In the interests of balance, and for the ultra-sceptics out there, the HM Treasury forecast for the same period shows cumulative CPI at 4.65%, whereas the Bank of England forecast is 5% cumulative CPI in that period. But whatever the forecast, the current offer is a pay cut is a pay cut is a pay cut, however you choose to look at it. The inflation forecasts may change with the next HM Treasury report as we move into the membership consultation and we will update Branches as appropriate.
The Offer and The Living Wage
This is the least easy bit in terms of impact on members as a good number of our Branches have employers that pay a minimum “Local Living Wage Rate” as well as others that pay a minimum of the ‘real’ Foundation Living Wage Rate.
When assessing “the Living Wage” in terms of the offer we have to look not only at the offer and the living Wage rates but also how those Living Wage rates may rise in the period covered by the offer, to 31st March 2020, which are not necessarily linked strictly to inflation rates.
More work will need to be done to assess this but there are a few general ‘rules’ that prevail regardless:-
- A proportion of the higher % increases at the bottom end of the pay spine in the offer are necessary to maintain the minimum NJC pay rates at, or just above, the level required to meet the Statutory Living Wage and its forecast increase.
- If your employer pays you at the ‘real’ Foundation Living Wage rate (or a local variant of it) then the offer would give you a cash rise if its impact on your specific SCP took the value of that SCP above your current pay rate.

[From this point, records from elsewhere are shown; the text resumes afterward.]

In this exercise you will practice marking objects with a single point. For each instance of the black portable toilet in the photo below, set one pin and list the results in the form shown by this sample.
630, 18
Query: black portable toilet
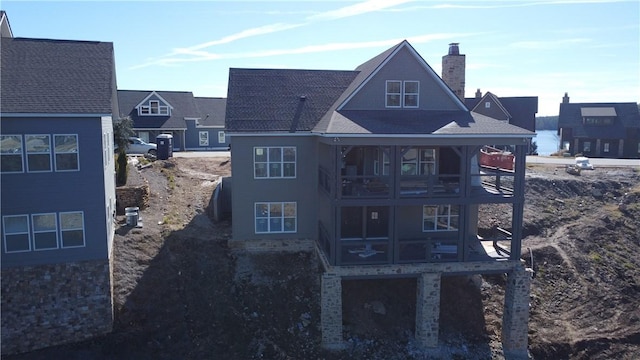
165, 146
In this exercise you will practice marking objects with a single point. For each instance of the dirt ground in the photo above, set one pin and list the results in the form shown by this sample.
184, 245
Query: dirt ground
179, 293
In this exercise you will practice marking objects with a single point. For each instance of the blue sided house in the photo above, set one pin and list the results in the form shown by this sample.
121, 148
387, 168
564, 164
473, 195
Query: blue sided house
58, 191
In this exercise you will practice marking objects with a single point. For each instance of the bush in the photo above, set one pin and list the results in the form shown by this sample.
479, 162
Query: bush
121, 169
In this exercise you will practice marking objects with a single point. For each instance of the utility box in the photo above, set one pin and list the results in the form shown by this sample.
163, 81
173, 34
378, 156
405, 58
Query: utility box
164, 142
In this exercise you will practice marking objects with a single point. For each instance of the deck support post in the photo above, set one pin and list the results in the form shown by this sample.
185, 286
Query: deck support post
428, 309
515, 319
331, 312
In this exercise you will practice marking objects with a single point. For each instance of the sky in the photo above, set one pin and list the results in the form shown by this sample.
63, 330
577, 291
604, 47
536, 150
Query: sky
589, 49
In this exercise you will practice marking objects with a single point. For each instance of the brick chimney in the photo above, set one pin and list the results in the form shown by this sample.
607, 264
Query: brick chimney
453, 68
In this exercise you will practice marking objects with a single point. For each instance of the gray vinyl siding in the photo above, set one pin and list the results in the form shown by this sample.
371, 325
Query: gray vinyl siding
402, 67
247, 191
109, 181
55, 192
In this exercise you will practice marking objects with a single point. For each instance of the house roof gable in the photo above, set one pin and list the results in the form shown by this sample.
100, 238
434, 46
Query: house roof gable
521, 109
627, 116
57, 76
182, 102
283, 100
495, 109
153, 95
373, 67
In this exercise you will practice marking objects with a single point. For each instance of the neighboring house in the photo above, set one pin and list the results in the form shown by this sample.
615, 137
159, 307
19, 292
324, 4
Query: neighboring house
610, 130
196, 123
58, 191
519, 110
377, 169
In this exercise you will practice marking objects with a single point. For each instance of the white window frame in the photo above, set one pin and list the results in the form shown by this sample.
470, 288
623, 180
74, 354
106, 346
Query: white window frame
275, 222
54, 231
442, 215
402, 94
419, 161
6, 233
388, 94
144, 135
405, 93
63, 229
203, 140
21, 153
28, 153
76, 152
268, 166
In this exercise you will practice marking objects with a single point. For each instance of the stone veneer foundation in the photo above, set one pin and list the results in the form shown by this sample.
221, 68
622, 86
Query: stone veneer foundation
48, 305
515, 321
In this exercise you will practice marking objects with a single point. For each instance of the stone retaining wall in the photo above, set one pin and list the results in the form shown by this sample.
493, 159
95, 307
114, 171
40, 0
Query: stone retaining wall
50, 305
268, 245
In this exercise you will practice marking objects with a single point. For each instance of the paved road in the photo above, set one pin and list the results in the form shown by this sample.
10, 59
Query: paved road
530, 159
593, 161
220, 153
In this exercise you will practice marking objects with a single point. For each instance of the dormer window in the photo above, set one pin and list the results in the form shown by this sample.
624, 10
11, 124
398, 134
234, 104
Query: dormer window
402, 94
153, 108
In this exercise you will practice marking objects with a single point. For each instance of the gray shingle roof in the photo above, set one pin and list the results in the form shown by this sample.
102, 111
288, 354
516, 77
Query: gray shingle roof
282, 99
522, 109
419, 122
215, 108
56, 76
183, 104
627, 117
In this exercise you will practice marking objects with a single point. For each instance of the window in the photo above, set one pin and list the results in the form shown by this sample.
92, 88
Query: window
274, 162
386, 164
276, 217
597, 121
11, 153
402, 94
153, 108
419, 161
38, 152
45, 231
66, 150
72, 229
144, 136
411, 91
16, 233
204, 138
440, 218
393, 93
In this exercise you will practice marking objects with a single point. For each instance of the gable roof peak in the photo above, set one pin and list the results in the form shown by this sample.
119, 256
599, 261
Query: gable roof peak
152, 94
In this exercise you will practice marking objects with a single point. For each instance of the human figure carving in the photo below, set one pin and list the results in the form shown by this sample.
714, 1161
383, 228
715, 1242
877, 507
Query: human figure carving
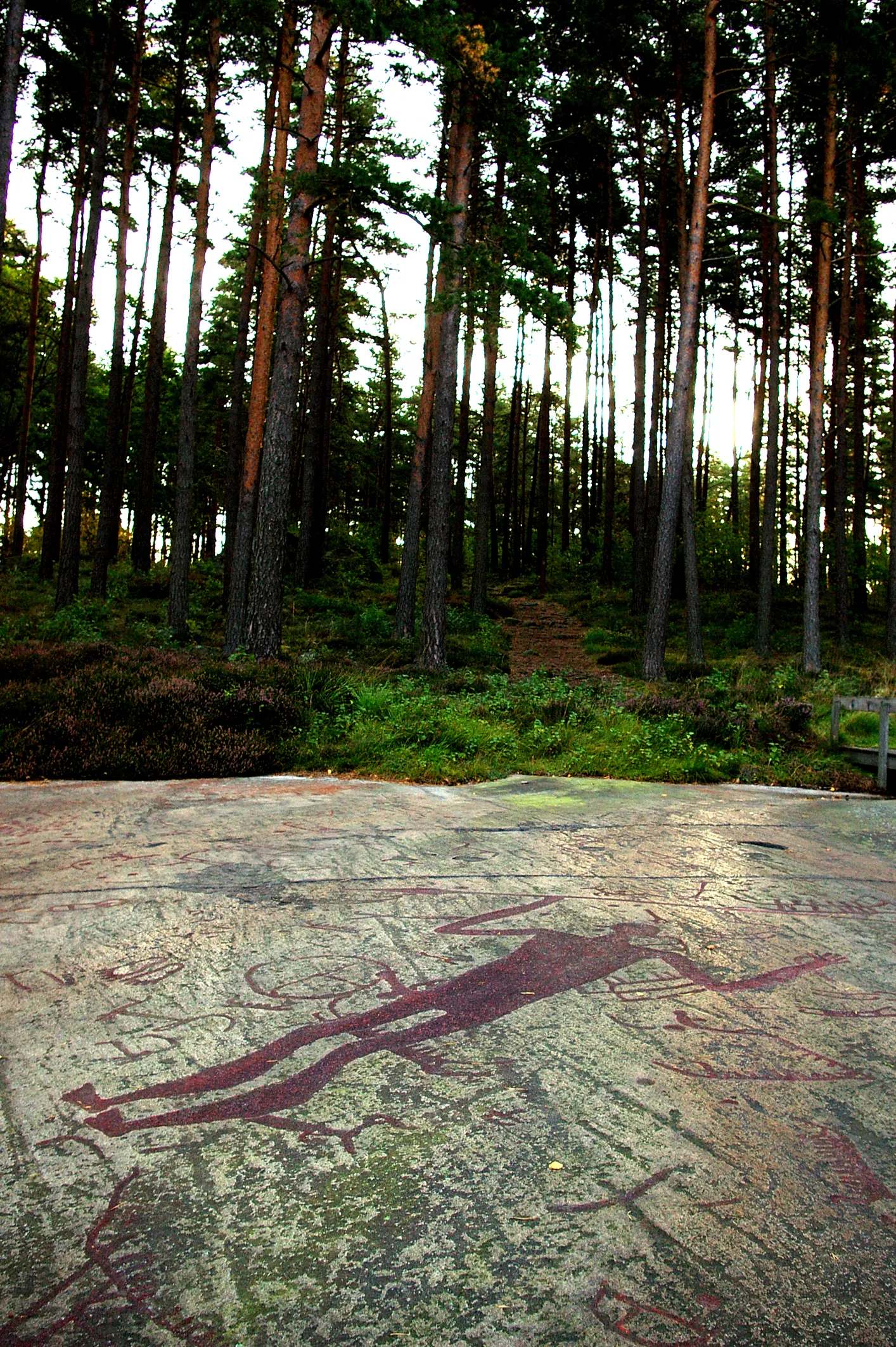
546, 964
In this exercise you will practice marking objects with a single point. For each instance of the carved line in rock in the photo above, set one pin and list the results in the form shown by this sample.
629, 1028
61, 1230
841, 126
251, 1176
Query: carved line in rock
547, 964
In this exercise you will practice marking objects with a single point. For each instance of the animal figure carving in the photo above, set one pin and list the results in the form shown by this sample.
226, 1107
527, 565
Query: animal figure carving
546, 964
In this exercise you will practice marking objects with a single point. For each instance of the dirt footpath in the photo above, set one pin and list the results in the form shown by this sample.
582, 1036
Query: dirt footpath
545, 636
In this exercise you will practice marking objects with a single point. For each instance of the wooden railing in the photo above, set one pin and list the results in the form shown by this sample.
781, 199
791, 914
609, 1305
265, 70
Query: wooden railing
884, 706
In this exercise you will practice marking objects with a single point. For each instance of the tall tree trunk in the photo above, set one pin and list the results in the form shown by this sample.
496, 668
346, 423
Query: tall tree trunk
783, 485
570, 349
696, 656
406, 599
841, 450
236, 429
610, 496
755, 460
60, 441
266, 325
264, 617
386, 475
891, 586
139, 313
432, 651
485, 476
686, 362
860, 503
636, 488
643, 578
513, 442
585, 514
107, 544
31, 349
812, 618
774, 330
313, 512
519, 516
144, 492
182, 520
70, 547
542, 466
8, 99
463, 450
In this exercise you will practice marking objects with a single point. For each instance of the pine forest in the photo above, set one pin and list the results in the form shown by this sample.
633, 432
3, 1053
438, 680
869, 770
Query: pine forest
551, 429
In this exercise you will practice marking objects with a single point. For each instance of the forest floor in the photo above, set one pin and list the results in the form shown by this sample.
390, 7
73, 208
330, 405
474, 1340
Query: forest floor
543, 685
546, 637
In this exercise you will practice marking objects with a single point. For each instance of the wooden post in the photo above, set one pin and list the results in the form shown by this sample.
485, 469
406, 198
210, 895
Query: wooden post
883, 745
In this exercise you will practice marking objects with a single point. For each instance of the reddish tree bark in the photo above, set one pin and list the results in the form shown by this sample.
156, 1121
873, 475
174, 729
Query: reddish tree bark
8, 99
31, 349
70, 546
314, 465
264, 612
432, 649
107, 544
818, 348
60, 441
485, 476
241, 546
463, 453
686, 364
236, 430
182, 520
406, 599
144, 492
774, 329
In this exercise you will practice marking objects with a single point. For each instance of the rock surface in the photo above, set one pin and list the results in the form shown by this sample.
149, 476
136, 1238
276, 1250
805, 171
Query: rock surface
523, 1063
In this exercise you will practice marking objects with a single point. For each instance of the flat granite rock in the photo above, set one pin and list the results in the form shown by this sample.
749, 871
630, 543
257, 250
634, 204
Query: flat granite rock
316, 1062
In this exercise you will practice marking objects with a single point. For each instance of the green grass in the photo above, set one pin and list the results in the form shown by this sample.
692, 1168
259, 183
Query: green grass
100, 691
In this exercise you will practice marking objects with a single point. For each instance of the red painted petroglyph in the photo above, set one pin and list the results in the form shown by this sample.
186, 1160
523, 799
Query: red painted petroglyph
708, 1071
547, 964
146, 973
861, 1183
125, 1281
622, 1199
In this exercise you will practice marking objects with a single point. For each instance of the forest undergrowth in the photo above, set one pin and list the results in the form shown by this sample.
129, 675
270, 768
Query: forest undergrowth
100, 690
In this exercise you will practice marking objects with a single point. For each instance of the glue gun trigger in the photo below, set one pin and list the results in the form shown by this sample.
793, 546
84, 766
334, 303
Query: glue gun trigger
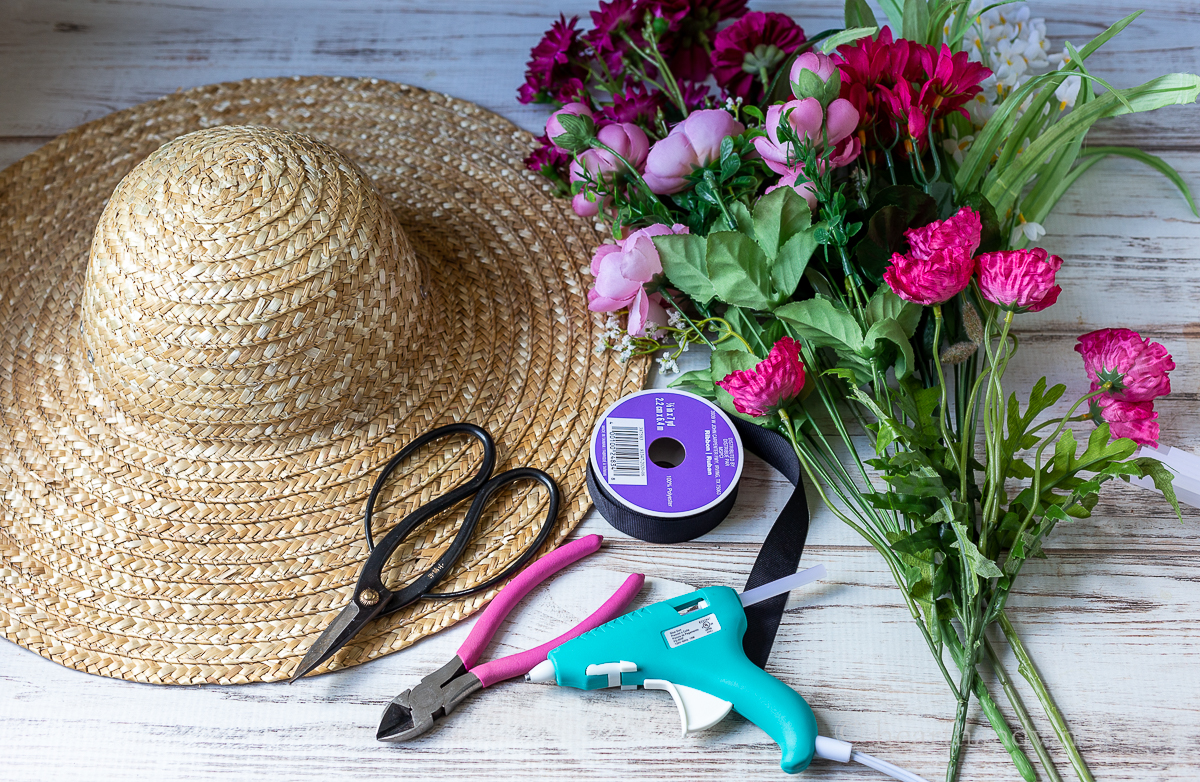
697, 710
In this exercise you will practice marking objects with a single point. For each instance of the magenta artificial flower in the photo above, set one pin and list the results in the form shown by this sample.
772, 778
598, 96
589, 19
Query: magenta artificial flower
622, 271
610, 25
773, 383
963, 229
1021, 280
747, 54
553, 64
813, 122
691, 144
952, 79
555, 128
1134, 420
1127, 366
691, 32
933, 280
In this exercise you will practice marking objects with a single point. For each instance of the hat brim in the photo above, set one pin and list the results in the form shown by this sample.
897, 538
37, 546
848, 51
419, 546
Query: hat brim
123, 558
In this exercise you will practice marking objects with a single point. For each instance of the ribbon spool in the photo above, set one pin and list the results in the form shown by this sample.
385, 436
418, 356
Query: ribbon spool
695, 507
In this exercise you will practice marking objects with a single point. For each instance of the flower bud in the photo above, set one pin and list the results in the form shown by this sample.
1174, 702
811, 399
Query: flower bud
815, 74
571, 127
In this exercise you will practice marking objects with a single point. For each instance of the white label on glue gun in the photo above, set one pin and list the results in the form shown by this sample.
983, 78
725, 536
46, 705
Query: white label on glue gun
694, 630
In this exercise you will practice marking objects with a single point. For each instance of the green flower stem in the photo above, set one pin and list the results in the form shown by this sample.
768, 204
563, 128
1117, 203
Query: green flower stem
1026, 668
711, 180
990, 710
941, 382
1023, 715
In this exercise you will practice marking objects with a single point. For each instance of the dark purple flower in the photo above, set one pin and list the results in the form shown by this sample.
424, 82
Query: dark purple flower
635, 104
553, 62
750, 50
611, 24
691, 32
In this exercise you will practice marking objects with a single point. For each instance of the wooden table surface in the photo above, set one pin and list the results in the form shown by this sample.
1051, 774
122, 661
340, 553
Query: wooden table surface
1113, 615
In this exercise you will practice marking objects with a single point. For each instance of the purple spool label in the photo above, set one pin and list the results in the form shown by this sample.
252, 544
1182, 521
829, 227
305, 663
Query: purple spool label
666, 453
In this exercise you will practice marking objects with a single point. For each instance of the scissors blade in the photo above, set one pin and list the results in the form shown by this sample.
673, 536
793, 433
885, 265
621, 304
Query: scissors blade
343, 627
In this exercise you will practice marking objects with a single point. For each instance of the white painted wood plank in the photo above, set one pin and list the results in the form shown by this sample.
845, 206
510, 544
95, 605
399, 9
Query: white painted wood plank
1111, 617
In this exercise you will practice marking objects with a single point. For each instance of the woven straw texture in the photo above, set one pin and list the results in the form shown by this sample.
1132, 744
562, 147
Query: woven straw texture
190, 422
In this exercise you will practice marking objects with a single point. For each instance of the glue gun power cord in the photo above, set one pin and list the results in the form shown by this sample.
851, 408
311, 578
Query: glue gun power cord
845, 752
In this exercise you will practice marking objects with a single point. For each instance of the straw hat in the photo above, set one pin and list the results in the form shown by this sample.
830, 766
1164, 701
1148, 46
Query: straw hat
288, 280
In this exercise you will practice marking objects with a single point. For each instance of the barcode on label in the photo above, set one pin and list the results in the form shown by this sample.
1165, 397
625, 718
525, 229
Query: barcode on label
627, 451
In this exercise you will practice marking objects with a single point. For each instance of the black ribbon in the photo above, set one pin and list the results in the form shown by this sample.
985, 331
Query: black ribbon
779, 555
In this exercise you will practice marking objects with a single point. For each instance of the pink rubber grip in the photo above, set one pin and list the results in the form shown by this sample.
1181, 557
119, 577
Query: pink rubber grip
511, 594
521, 663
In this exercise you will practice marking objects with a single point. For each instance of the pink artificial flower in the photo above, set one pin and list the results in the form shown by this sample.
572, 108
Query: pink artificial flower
933, 280
1126, 366
1134, 420
691, 144
622, 271
555, 128
811, 122
820, 64
804, 188
772, 384
553, 62
595, 164
1021, 280
751, 49
963, 229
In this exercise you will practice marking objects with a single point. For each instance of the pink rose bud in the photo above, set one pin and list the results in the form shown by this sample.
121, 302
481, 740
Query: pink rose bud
814, 74
691, 144
963, 229
555, 127
803, 187
773, 383
808, 119
1020, 281
933, 280
1126, 366
623, 270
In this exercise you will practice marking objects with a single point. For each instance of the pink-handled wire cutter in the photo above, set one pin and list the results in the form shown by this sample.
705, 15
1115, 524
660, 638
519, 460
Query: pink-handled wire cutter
414, 711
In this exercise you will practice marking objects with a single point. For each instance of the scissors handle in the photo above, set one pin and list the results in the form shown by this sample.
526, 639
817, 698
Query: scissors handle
370, 593
421, 587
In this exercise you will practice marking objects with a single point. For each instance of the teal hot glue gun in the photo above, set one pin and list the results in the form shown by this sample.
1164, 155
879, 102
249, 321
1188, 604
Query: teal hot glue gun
691, 647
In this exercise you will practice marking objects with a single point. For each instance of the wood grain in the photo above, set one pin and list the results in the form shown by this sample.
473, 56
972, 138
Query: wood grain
1111, 617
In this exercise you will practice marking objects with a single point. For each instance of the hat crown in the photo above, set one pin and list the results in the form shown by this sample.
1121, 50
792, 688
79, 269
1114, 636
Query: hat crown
249, 282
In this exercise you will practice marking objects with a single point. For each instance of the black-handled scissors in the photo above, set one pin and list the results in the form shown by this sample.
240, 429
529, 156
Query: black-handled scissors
372, 599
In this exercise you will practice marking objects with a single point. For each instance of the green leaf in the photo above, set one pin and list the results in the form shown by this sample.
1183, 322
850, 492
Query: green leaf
742, 217
778, 216
684, 262
885, 305
1167, 90
916, 20
738, 270
981, 565
1163, 479
822, 324
724, 362
889, 330
791, 262
1153, 161
850, 35
859, 14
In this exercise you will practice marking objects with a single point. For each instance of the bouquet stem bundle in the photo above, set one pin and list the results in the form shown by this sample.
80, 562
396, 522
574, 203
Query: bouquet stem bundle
847, 235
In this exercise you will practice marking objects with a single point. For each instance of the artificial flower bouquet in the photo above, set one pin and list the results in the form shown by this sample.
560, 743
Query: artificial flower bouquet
844, 220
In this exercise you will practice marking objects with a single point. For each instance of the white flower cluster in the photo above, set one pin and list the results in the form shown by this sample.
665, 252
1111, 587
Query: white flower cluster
1013, 43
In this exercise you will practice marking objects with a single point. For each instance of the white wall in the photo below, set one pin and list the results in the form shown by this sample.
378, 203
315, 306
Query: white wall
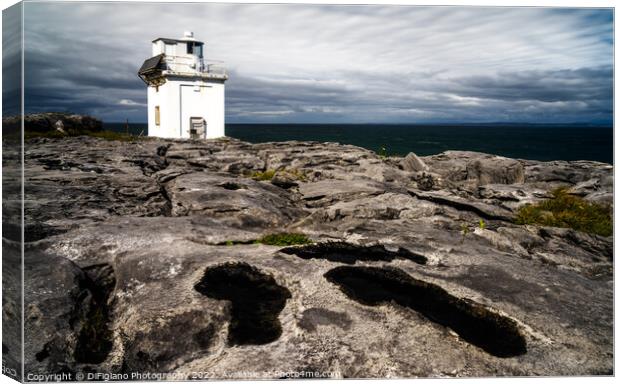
178, 102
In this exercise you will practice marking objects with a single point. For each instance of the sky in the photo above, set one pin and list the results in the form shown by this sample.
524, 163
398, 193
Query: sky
333, 64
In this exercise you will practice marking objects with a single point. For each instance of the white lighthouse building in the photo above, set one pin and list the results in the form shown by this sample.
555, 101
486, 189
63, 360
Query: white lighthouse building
185, 95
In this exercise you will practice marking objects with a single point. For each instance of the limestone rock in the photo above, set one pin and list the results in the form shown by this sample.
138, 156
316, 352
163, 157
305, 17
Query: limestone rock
412, 163
134, 228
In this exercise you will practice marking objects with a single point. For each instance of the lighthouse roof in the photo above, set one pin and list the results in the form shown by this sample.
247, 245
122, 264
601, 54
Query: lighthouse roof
174, 41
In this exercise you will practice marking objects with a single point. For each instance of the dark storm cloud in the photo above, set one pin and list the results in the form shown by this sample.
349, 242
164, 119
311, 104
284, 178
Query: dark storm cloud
329, 63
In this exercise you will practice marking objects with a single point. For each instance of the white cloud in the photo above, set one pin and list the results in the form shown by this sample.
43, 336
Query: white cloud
360, 62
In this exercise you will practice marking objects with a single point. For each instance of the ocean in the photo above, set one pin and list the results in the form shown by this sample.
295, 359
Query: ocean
534, 142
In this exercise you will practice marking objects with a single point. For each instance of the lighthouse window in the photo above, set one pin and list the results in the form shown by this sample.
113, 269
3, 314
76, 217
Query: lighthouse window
194, 49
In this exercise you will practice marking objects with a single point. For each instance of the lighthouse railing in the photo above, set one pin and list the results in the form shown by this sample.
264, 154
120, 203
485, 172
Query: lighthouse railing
187, 64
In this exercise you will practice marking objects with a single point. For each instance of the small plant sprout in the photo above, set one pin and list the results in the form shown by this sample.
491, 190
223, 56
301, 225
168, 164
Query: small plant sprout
464, 232
383, 152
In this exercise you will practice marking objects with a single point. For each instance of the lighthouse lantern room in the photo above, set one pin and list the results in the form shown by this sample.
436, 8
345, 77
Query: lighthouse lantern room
185, 95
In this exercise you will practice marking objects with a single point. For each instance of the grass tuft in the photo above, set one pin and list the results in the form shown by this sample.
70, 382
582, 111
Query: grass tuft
284, 239
568, 211
263, 176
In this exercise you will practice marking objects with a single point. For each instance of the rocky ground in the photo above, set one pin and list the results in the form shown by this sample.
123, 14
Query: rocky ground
140, 256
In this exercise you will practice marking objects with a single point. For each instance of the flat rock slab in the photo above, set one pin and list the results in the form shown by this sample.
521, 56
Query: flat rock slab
158, 240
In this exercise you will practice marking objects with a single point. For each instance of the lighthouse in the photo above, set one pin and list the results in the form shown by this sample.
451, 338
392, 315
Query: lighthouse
185, 94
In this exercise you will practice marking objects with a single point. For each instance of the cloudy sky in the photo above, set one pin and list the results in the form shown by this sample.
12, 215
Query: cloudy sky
342, 64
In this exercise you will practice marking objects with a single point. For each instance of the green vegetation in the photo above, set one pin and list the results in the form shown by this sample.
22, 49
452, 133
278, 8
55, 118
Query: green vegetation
464, 231
268, 174
568, 211
382, 152
278, 239
263, 176
284, 239
106, 135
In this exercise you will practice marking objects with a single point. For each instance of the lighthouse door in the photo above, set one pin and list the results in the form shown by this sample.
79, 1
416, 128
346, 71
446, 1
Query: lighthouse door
197, 128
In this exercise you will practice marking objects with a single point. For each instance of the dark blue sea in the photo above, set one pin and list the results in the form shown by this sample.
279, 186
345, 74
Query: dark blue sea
535, 142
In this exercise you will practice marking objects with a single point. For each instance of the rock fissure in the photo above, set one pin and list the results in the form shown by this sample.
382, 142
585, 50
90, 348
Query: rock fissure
256, 301
474, 323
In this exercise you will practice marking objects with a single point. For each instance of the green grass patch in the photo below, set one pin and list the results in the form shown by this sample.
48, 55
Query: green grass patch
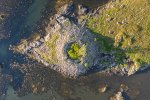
123, 29
76, 51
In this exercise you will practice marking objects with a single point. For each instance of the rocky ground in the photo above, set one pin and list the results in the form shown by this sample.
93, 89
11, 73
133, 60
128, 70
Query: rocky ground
72, 49
64, 29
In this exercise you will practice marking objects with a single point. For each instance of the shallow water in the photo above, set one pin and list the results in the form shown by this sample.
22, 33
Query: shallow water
22, 23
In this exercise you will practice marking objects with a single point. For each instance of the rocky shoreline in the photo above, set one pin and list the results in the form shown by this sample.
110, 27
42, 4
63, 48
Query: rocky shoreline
65, 28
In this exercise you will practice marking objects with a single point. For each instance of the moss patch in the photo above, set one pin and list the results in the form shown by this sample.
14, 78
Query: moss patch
76, 51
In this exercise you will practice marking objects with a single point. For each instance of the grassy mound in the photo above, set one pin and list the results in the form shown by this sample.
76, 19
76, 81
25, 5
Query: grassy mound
76, 51
123, 27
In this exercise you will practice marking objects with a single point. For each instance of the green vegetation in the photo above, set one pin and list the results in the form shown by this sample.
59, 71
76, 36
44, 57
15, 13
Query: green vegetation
76, 51
123, 29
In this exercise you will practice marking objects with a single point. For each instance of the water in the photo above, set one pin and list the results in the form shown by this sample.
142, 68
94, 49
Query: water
21, 24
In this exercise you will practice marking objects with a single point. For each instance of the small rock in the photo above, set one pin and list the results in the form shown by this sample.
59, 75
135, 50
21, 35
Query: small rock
117, 96
103, 88
111, 32
82, 10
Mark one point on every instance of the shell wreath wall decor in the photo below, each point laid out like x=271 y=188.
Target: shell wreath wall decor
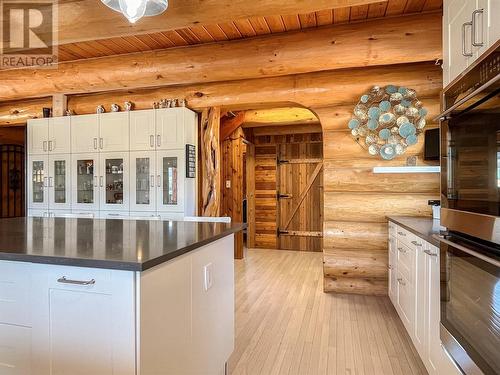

If it did not do that then you would not gain any cash value from this offer.
Gainers and Losers?
At present this is an educated guestimate based on local knowledge (in national and North West terms), inflation forecasts, Living Wage assessment and information from other unions.
- At basic SCP value levels, less than one-third of members will gain in real terms from this offer when inflation is factored in.
- That “less-than-one-third-of-members” who gain under the offer will reduce further numerically where employers pay minimum wage levels at Foundation Living Wage rates or local variants thereof, unless the impact of the pay offer takes wage rates at their current substantive SCP above “Living Wage” rates after the offer impact is applied (and going forward, with whatever increases to the “Living Wage” rates are applied in the period 1st April 2018 to 31st March 2020).
- ALL members currently paid at SCP20 or above will see the real value of their pay reduce by 2.41% under current HM Treasury RPI forecasts
- From all the above at least two-thirds of NJC employees will see a real term cut in pay from this offer.
The information in this email is accurate to the best of our knowledge, with reference sources provided. It will require far greater analysis to provide an impact assessment of the current offer as it relates to every SCP, given the various factors, but hopefully this update provides Branches with sufficient material to provide some key messages. If there are any particular questions that Branches have on the offer or related matters please let us know. Our intention is to share as much information as necessary on a factual basis, as well as expressing opinion, so that Branches can consult members on the most informed basis possible.